Machinelearning: More trainer related naming alignment

Created on 13 Mar 2019  路  4Comments  路  Source: dotnet/machinelearning

Take another pass over the trainers and the model parameter types, and align them, because now we have:

LogisticRegressionMulticlassClassificationTrainer but MulticlassLogisticRegressionModelParameters.

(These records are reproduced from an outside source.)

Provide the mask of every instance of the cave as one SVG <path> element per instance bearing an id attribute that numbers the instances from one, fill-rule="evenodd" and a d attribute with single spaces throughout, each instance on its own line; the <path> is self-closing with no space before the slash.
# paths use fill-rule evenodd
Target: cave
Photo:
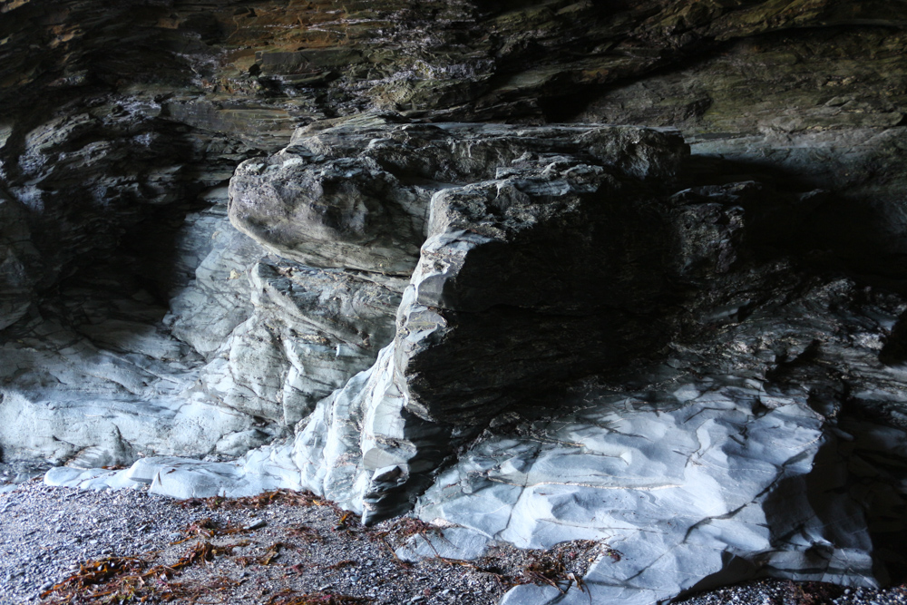
<path id="1" fill-rule="evenodd" d="M 0 0 L 0 493 L 607 545 L 503 605 L 901 584 L 905 52 L 903 0 Z"/>

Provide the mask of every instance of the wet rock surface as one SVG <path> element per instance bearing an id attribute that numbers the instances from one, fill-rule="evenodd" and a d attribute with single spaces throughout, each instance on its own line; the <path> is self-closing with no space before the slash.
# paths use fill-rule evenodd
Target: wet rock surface
<path id="1" fill-rule="evenodd" d="M 621 543 L 508 602 L 902 581 L 902 4 L 0 15 L 11 477 Z M 705 599 L 899 598 L 788 588 Z"/>

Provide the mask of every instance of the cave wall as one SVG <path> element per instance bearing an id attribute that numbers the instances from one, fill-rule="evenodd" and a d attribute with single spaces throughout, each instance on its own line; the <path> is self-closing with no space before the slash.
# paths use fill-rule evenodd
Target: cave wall
<path id="1" fill-rule="evenodd" d="M 139 461 L 123 480 L 171 495 L 306 487 L 537 547 L 629 522 L 578 521 L 607 516 L 586 463 L 563 493 L 527 487 L 572 468 L 565 444 L 619 442 L 662 478 L 724 470 L 687 477 L 714 507 L 634 512 L 676 555 L 600 566 L 602 599 L 744 568 L 884 581 L 905 28 L 900 0 L 4 0 L 0 454 L 71 484 Z M 683 444 L 600 440 L 615 423 Z M 632 495 L 649 471 L 628 468 Z"/>

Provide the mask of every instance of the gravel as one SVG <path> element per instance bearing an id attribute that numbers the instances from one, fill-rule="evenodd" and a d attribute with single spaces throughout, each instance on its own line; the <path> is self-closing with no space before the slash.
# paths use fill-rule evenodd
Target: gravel
<path id="1" fill-rule="evenodd" d="M 3 605 L 68 602 L 54 600 L 61 593 L 49 594 L 44 601 L 39 595 L 83 572 L 80 565 L 87 561 L 141 557 L 148 565 L 179 567 L 180 558 L 206 542 L 220 548 L 211 561 L 199 559 L 167 581 L 200 590 L 204 598 L 200 600 L 238 605 L 279 603 L 281 598 L 313 593 L 367 598 L 379 604 L 491 604 L 509 581 L 528 581 L 531 571 L 544 573 L 551 561 L 562 563 L 564 573 L 581 577 L 589 561 L 601 556 L 600 545 L 580 541 L 549 552 L 499 547 L 475 564 L 434 559 L 407 565 L 395 558 L 391 546 L 424 529 L 412 520 L 366 530 L 327 503 L 302 505 L 278 499 L 258 507 L 248 503 L 212 509 L 210 501 L 180 503 L 144 489 L 50 487 L 39 478 L 28 479 L 28 473 L 39 470 L 0 464 L 0 479 L 7 482 L 0 485 Z M 24 483 L 8 483 L 16 476 Z M 226 533 L 229 530 L 233 532 Z M 682 602 L 907 605 L 907 591 L 760 581 Z"/>

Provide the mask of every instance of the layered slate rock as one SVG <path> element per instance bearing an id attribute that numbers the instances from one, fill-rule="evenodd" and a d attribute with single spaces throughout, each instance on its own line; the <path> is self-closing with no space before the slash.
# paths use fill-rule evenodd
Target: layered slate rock
<path id="1" fill-rule="evenodd" d="M 608 545 L 584 590 L 519 587 L 506 603 L 648 604 L 756 573 L 873 585 L 862 512 L 832 495 L 841 484 L 809 477 L 835 449 L 822 416 L 803 399 L 766 408 L 756 381 L 675 386 L 593 389 L 572 415 L 487 434 L 417 507 L 461 529 L 401 554 L 475 556 L 463 549 L 476 540 Z"/>
<path id="2" fill-rule="evenodd" d="M 656 346 L 640 318 L 672 291 L 670 239 L 649 206 L 687 154 L 676 135 L 635 128 L 396 122 L 304 129 L 230 185 L 234 224 L 278 254 L 331 254 L 383 284 L 415 265 L 391 347 L 297 437 L 305 483 L 368 522 L 407 510 L 527 393 Z M 417 264 L 388 239 L 401 226 L 427 237 Z"/>
<path id="3" fill-rule="evenodd" d="M 903 431 L 867 418 L 897 422 L 907 305 L 785 256 L 802 231 L 774 225 L 806 220 L 821 191 L 721 173 L 681 189 L 690 165 L 674 132 L 628 127 L 372 114 L 305 129 L 231 184 L 231 220 L 270 254 L 240 268 L 251 315 L 204 366 L 232 376 L 204 383 L 231 407 L 301 411 L 295 435 L 235 463 L 148 457 L 47 481 L 176 497 L 301 487 L 366 522 L 414 505 L 444 529 L 411 558 L 607 546 L 590 593 L 522 587 L 508 602 L 650 603 L 757 575 L 884 581 L 870 528 L 903 530 L 903 477 L 878 461 L 903 458 Z M 350 166 L 368 170 L 349 188 L 319 181 Z M 258 229 L 268 216 L 292 238 Z M 408 283 L 383 267 L 401 225 L 424 238 L 396 257 Z"/>

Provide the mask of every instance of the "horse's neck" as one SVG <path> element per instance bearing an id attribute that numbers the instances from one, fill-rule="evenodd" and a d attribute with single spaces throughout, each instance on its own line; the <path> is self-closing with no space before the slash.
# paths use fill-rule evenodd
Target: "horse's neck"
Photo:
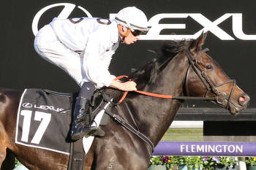
<path id="1" fill-rule="evenodd" d="M 144 90 L 160 94 L 183 96 L 183 85 L 188 68 L 185 56 L 177 55 L 161 71 L 156 83 Z M 138 95 L 131 100 L 138 110 L 136 117 L 140 131 L 157 144 L 170 127 L 181 102 L 178 100 Z"/>

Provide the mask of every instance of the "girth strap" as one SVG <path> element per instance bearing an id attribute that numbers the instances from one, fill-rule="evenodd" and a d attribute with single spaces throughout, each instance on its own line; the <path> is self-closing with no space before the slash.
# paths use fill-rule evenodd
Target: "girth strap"
<path id="1" fill-rule="evenodd" d="M 126 120 L 124 120 L 124 119 L 122 119 L 120 116 L 118 116 L 118 115 L 116 115 L 114 113 L 113 113 L 110 109 L 110 107 L 108 107 L 107 109 L 104 109 L 102 108 L 102 109 L 105 109 L 105 112 L 110 115 L 112 118 L 113 118 L 115 120 L 116 120 L 117 122 L 118 122 L 120 124 L 121 124 L 123 126 L 124 126 L 125 128 L 127 128 L 129 131 L 130 131 L 131 132 L 132 132 L 134 134 L 135 134 L 137 136 L 138 136 L 139 138 L 140 138 L 143 141 L 144 141 L 146 143 L 147 143 L 148 144 L 148 146 L 151 147 L 151 152 L 153 152 L 154 150 L 154 144 L 152 143 L 152 142 L 144 134 L 141 134 L 139 131 L 137 131 L 136 129 L 135 129 L 130 124 L 129 124 L 129 123 L 127 123 Z"/>

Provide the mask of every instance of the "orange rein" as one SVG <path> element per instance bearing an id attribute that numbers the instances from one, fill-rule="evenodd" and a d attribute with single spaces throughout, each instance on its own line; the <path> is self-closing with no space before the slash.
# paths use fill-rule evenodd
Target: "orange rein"
<path id="1" fill-rule="evenodd" d="M 121 79 L 123 77 L 128 77 L 128 76 L 119 76 L 119 77 L 116 77 L 115 79 L 115 80 Z M 129 80 L 129 81 L 131 81 L 131 80 Z M 157 94 L 157 93 L 153 93 L 146 92 L 146 91 L 141 91 L 141 90 L 135 90 L 135 91 L 138 93 L 146 95 L 146 96 L 152 96 L 152 97 L 163 98 L 170 98 L 170 99 L 173 98 L 173 96 L 171 96 L 171 95 Z M 124 91 L 123 96 L 118 101 L 118 104 L 121 104 L 124 100 L 124 98 L 127 96 L 127 93 L 128 93 L 128 91 Z"/>

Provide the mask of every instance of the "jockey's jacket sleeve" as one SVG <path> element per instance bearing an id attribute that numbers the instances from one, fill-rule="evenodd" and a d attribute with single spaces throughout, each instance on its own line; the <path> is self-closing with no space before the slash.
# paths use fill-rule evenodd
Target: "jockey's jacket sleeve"
<path id="1" fill-rule="evenodd" d="M 115 36 L 112 36 L 114 34 Z M 110 74 L 108 67 L 112 55 L 118 47 L 116 30 L 99 29 L 91 34 L 86 43 L 83 55 L 83 69 L 86 77 L 97 84 L 97 88 L 109 86 L 116 78 Z"/>

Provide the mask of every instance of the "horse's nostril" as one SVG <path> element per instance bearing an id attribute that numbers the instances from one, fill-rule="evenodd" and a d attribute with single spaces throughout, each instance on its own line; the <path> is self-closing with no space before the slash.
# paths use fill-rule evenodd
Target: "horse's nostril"
<path id="1" fill-rule="evenodd" d="M 246 97 L 244 95 L 241 95 L 238 98 L 240 105 L 241 106 L 246 105 L 247 104 L 246 100 L 247 100 Z"/>
<path id="2" fill-rule="evenodd" d="M 246 99 L 246 98 L 244 96 L 241 96 L 241 97 L 239 98 L 239 101 L 244 102 L 244 101 L 245 101 Z"/>

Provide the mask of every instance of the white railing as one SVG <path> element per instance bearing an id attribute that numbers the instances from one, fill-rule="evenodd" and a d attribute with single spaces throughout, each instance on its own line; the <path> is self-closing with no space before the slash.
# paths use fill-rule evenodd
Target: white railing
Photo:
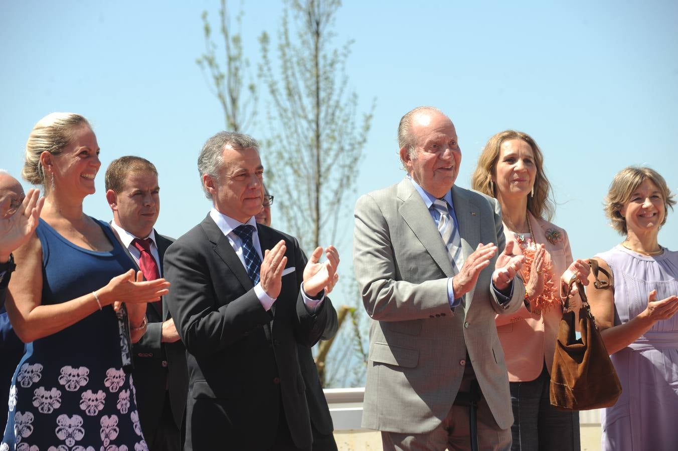
<path id="1" fill-rule="evenodd" d="M 330 406 L 330 413 L 334 423 L 334 430 L 361 429 L 365 388 L 325 389 L 324 391 L 325 398 Z M 582 425 L 599 425 L 600 410 L 580 412 L 579 423 Z"/>

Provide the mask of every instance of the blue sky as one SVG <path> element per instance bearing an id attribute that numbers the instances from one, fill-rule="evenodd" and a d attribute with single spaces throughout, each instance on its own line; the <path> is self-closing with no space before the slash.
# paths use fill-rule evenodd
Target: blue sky
<path id="1" fill-rule="evenodd" d="M 244 7 L 245 49 L 256 65 L 256 38 L 266 30 L 275 39 L 281 5 L 262 0 Z M 218 7 L 216 0 L 0 3 L 0 167 L 20 173 L 40 118 L 79 112 L 94 125 L 103 163 L 87 213 L 111 217 L 103 170 L 133 154 L 160 173 L 157 228 L 177 237 L 197 223 L 210 205 L 197 156 L 224 121 L 195 61 L 203 49 L 201 14 L 216 18 Z M 348 211 L 359 194 L 403 177 L 398 121 L 431 104 L 450 115 L 459 135 L 457 184 L 468 186 L 490 136 L 525 131 L 544 152 L 558 202 L 554 222 L 567 231 L 575 257 L 612 247 L 621 239 L 607 226 L 601 202 L 614 173 L 645 164 L 678 191 L 677 22 L 678 3 L 669 1 L 346 1 L 335 42 L 355 41 L 347 70 L 363 110 L 376 98 Z M 249 131 L 255 137 L 265 134 L 265 109 L 262 99 L 259 123 Z M 284 202 L 276 199 L 274 215 Z M 346 217 L 339 245 L 350 271 Z M 673 249 L 677 224 L 670 213 L 660 234 Z"/>

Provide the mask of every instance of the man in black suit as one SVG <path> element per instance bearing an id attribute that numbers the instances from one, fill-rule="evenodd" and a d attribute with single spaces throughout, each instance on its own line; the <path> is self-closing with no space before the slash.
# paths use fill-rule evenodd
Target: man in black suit
<path id="1" fill-rule="evenodd" d="M 262 225 L 258 144 L 236 133 L 205 144 L 198 170 L 214 208 L 165 255 L 170 311 L 188 351 L 187 451 L 310 450 L 297 344 L 336 330 L 324 288 L 334 246 L 306 263 L 296 238 Z"/>
<path id="2" fill-rule="evenodd" d="M 256 221 L 271 227 L 273 217 L 271 214 L 271 205 L 273 203 L 273 196 L 268 193 L 268 190 L 264 186 L 264 203 L 261 211 L 257 213 Z M 333 288 L 336 282 L 338 274 L 332 284 L 327 286 L 326 294 Z M 331 337 L 322 336 L 321 340 L 327 340 Z M 306 399 L 308 404 L 308 412 L 311 414 L 311 430 L 313 435 L 313 451 L 337 451 L 337 444 L 334 440 L 334 425 L 332 424 L 332 417 L 330 414 L 330 407 L 327 400 L 323 392 L 323 386 L 320 383 L 318 376 L 318 368 L 313 360 L 313 354 L 311 347 L 297 344 L 297 353 L 299 356 L 299 368 L 306 384 Z"/>
<path id="3" fill-rule="evenodd" d="M 174 240 L 155 232 L 160 213 L 158 173 L 148 160 L 123 156 L 106 171 L 111 228 L 147 280 L 162 277 L 163 257 Z M 164 299 L 149 303 L 146 333 L 133 348 L 139 420 L 150 451 L 179 451 L 188 393 L 186 349 Z"/>

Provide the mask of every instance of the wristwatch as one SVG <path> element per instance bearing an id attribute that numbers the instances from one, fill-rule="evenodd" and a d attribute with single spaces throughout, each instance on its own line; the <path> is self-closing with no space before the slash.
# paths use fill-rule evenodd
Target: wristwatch
<path id="1" fill-rule="evenodd" d="M 16 265 L 14 264 L 14 256 L 9 254 L 9 259 L 3 263 L 0 263 L 0 284 L 5 280 L 5 278 L 9 277 L 9 274 L 14 272 Z"/>

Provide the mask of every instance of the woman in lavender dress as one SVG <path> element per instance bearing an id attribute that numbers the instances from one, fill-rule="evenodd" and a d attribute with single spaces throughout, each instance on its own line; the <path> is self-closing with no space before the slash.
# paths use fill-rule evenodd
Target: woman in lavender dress
<path id="1" fill-rule="evenodd" d="M 114 306 L 124 303 L 129 339 L 138 340 L 145 303 L 169 283 L 141 282 L 108 225 L 83 213 L 100 166 L 96 137 L 79 114 L 47 116 L 26 144 L 24 178 L 43 185 L 45 197 L 9 282 L 7 313 L 28 344 L 12 378 L 0 451 L 147 450 Z"/>
<path id="2" fill-rule="evenodd" d="M 603 450 L 678 449 L 678 252 L 658 239 L 673 198 L 656 171 L 627 167 L 605 199 L 625 238 L 595 257 L 611 272 L 612 289 L 588 291 L 622 389 L 601 417 Z"/>

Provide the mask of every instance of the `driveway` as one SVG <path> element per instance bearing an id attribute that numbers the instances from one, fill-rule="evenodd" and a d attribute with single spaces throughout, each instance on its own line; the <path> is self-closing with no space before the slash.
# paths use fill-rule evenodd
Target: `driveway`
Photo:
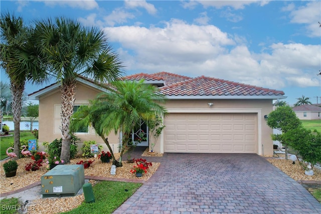
<path id="1" fill-rule="evenodd" d="M 303 187 L 256 154 L 165 153 L 161 160 L 114 213 L 321 213 Z"/>

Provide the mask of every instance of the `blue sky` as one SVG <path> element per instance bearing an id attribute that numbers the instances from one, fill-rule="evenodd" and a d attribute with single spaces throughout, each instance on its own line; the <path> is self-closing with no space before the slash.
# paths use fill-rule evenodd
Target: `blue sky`
<path id="1" fill-rule="evenodd" d="M 321 2 L 3 1 L 26 24 L 63 16 L 103 29 L 126 75 L 213 77 L 321 103 Z M 1 71 L 1 80 L 9 81 Z M 28 93 L 43 86 L 26 85 Z"/>

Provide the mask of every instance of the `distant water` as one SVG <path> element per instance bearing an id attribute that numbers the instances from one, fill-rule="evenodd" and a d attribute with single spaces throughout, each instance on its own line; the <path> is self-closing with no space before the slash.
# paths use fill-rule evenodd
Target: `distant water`
<path id="1" fill-rule="evenodd" d="M 9 126 L 10 130 L 14 130 L 15 129 L 15 126 L 14 125 L 14 121 L 12 120 L 3 120 L 2 123 L 3 125 L 4 124 Z M 35 120 L 33 123 L 32 129 L 39 129 L 39 122 L 38 120 Z M 22 120 L 20 121 L 20 130 L 30 130 L 30 121 Z"/>

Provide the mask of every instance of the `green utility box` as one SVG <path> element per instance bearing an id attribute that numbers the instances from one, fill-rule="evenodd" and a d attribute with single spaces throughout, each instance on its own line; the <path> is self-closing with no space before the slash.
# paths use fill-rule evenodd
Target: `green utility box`
<path id="1" fill-rule="evenodd" d="M 43 197 L 75 196 L 84 183 L 83 165 L 58 165 L 41 177 L 41 193 Z"/>

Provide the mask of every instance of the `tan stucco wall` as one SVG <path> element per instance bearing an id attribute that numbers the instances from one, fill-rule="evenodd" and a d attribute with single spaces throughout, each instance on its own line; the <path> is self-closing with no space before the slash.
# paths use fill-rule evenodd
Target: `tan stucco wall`
<path id="1" fill-rule="evenodd" d="M 79 83 L 76 88 L 75 103 L 88 104 L 89 100 L 94 99 L 100 92 L 100 91 L 96 89 Z M 52 142 L 56 138 L 59 139 L 61 137 L 61 133 L 55 133 L 54 128 L 55 106 L 57 108 L 57 106 L 61 105 L 61 100 L 60 92 L 58 89 L 39 98 L 39 142 L 40 150 L 44 149 L 42 146 L 43 142 Z M 59 121 L 58 123 L 59 123 Z M 88 140 L 95 140 L 97 143 L 103 146 L 104 151 L 109 150 L 103 140 L 95 133 L 94 130 L 91 129 L 89 132 L 89 134 L 79 133 L 76 135 L 80 138 L 82 142 Z M 114 133 L 110 134 L 108 136 L 108 140 L 112 148 L 113 147 L 114 151 L 118 152 L 120 140 L 119 135 L 115 135 Z M 79 144 L 79 150 L 80 150 L 82 145 L 82 143 Z"/>
<path id="2" fill-rule="evenodd" d="M 77 87 L 76 103 L 88 103 L 88 100 L 94 99 L 100 92 L 96 89 L 80 83 Z M 208 103 L 213 103 L 214 104 L 212 107 L 210 107 Z M 60 105 L 60 93 L 58 90 L 40 98 L 39 142 L 40 150 L 43 149 L 41 146 L 42 142 L 52 142 L 56 138 L 61 137 L 60 133 L 55 133 L 54 131 L 55 106 Z M 259 130 L 258 133 L 258 141 L 260 143 L 259 153 L 263 154 L 273 154 L 273 141 L 270 137 L 272 130 L 266 125 L 264 119 L 264 115 L 268 115 L 272 111 L 272 100 L 170 100 L 165 105 L 170 112 L 180 112 L 181 111 L 191 113 L 224 112 L 224 111 L 235 113 L 255 112 L 258 114 L 257 124 Z M 192 111 L 193 110 L 194 112 Z M 166 116 L 164 119 L 166 119 Z M 108 150 L 102 139 L 95 134 L 93 130 L 90 131 L 89 134 L 77 134 L 77 135 L 81 139 L 81 142 L 95 140 L 103 146 L 105 151 Z M 120 141 L 119 134 L 112 133 L 108 136 L 108 140 L 112 148 L 113 147 L 114 151 L 117 152 Z M 82 143 L 80 143 L 79 149 Z M 154 147 L 154 150 L 163 152 L 163 146 L 164 138 L 161 135 Z"/>

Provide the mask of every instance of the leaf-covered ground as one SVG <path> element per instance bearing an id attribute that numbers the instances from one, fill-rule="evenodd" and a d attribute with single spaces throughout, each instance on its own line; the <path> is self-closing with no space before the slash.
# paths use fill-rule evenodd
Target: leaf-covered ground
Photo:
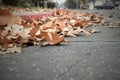
<path id="1" fill-rule="evenodd" d="M 64 9 L 43 10 L 51 12 L 43 17 L 40 13 L 33 13 L 32 16 L 14 14 L 22 11 L 33 12 L 29 9 L 0 8 L 0 54 L 21 53 L 21 48 L 29 45 L 58 45 L 67 42 L 64 37 L 77 37 L 80 33 L 87 36 L 99 32 L 86 28 L 105 22 L 98 14 Z"/>

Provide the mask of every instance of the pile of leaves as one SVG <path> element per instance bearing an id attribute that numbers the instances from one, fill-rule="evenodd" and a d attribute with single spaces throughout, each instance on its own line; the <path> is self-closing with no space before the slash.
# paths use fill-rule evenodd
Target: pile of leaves
<path id="1" fill-rule="evenodd" d="M 103 22 L 103 17 L 97 14 L 69 10 L 52 10 L 50 16 L 34 20 L 0 9 L 0 54 L 21 53 L 21 48 L 30 45 L 58 45 L 66 42 L 66 36 L 76 37 L 80 33 L 90 35 L 98 32 L 85 29 Z"/>

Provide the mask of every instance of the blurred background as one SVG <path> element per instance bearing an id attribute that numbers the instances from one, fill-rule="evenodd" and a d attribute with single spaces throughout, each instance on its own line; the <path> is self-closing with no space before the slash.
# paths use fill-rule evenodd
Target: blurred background
<path id="1" fill-rule="evenodd" d="M 120 9 L 120 0 L 0 0 L 0 5 L 58 9 Z"/>

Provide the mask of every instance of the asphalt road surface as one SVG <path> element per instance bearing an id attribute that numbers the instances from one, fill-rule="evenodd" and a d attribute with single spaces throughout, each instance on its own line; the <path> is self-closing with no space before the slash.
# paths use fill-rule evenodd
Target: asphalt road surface
<path id="1" fill-rule="evenodd" d="M 80 11 L 81 12 L 81 11 Z M 83 11 L 120 21 L 120 10 Z M 91 27 L 100 33 L 66 38 L 58 46 L 34 46 L 0 55 L 0 80 L 120 80 L 120 27 Z"/>

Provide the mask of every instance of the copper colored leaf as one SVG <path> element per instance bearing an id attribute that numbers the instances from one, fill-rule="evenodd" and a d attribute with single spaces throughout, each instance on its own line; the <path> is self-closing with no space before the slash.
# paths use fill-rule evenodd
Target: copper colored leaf
<path id="1" fill-rule="evenodd" d="M 21 24 L 22 19 L 16 15 L 0 16 L 0 25 Z"/>
<path id="2" fill-rule="evenodd" d="M 59 37 L 57 33 L 52 33 L 52 32 L 41 32 L 41 34 L 38 35 L 37 37 L 44 38 L 49 45 L 56 45 L 65 41 L 63 37 Z"/>

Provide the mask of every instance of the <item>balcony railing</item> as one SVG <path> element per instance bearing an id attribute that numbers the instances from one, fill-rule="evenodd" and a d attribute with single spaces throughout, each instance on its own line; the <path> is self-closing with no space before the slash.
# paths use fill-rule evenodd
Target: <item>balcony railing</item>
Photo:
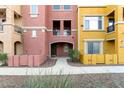
<path id="1" fill-rule="evenodd" d="M 64 36 L 71 35 L 71 30 L 64 30 Z"/>
<path id="2" fill-rule="evenodd" d="M 14 30 L 18 33 L 22 33 L 23 29 L 19 26 L 14 26 Z"/>
<path id="3" fill-rule="evenodd" d="M 113 32 L 115 30 L 114 25 L 108 26 L 107 27 L 107 33 Z"/>
<path id="4" fill-rule="evenodd" d="M 3 31 L 3 25 L 0 24 L 0 31 Z"/>
<path id="5" fill-rule="evenodd" d="M 53 30 L 53 35 L 56 35 L 56 36 L 60 35 L 60 30 Z"/>
<path id="6" fill-rule="evenodd" d="M 61 33 L 60 30 L 53 30 L 53 35 L 56 35 L 56 36 L 69 36 L 69 35 L 71 35 L 71 30 L 64 30 L 63 33 Z"/>

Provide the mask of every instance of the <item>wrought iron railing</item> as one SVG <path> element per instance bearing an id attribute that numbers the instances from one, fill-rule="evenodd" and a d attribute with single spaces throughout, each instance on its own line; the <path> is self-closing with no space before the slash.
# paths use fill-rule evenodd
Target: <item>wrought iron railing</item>
<path id="1" fill-rule="evenodd" d="M 56 35 L 56 36 L 60 35 L 60 30 L 53 30 L 53 35 Z"/>
<path id="2" fill-rule="evenodd" d="M 23 31 L 23 29 L 21 28 L 21 27 L 19 27 L 19 26 L 14 26 L 14 30 L 16 31 L 16 32 L 18 32 L 18 33 L 22 33 L 22 31 Z"/>
<path id="3" fill-rule="evenodd" d="M 113 32 L 115 30 L 115 26 L 111 25 L 107 27 L 107 33 Z"/>

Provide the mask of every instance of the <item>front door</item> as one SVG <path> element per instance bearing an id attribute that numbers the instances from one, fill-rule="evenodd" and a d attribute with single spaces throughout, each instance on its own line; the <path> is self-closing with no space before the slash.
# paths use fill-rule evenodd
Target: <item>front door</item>
<path id="1" fill-rule="evenodd" d="M 51 45 L 51 56 L 55 57 L 56 56 L 56 44 Z"/>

I think following the same principles on the ModelParams might make them more relatable; so change MulticlassLogisticRegressionModelParameters to LogisticRegressionMulticlassModelParameters

API

Most helpful comment

Update:

  • To keep consistency between Class names of Trainers and ModelParameters, we will not use the word "Classification" in either the Trainer class or the ModelParameter class
  • We feel its OK to drop the word "Classification" for 2 main reasons :

    • we have sufficient context to just use suffix : BinaryTrainer , BinaryModelParameters etc. without using the word "Classification"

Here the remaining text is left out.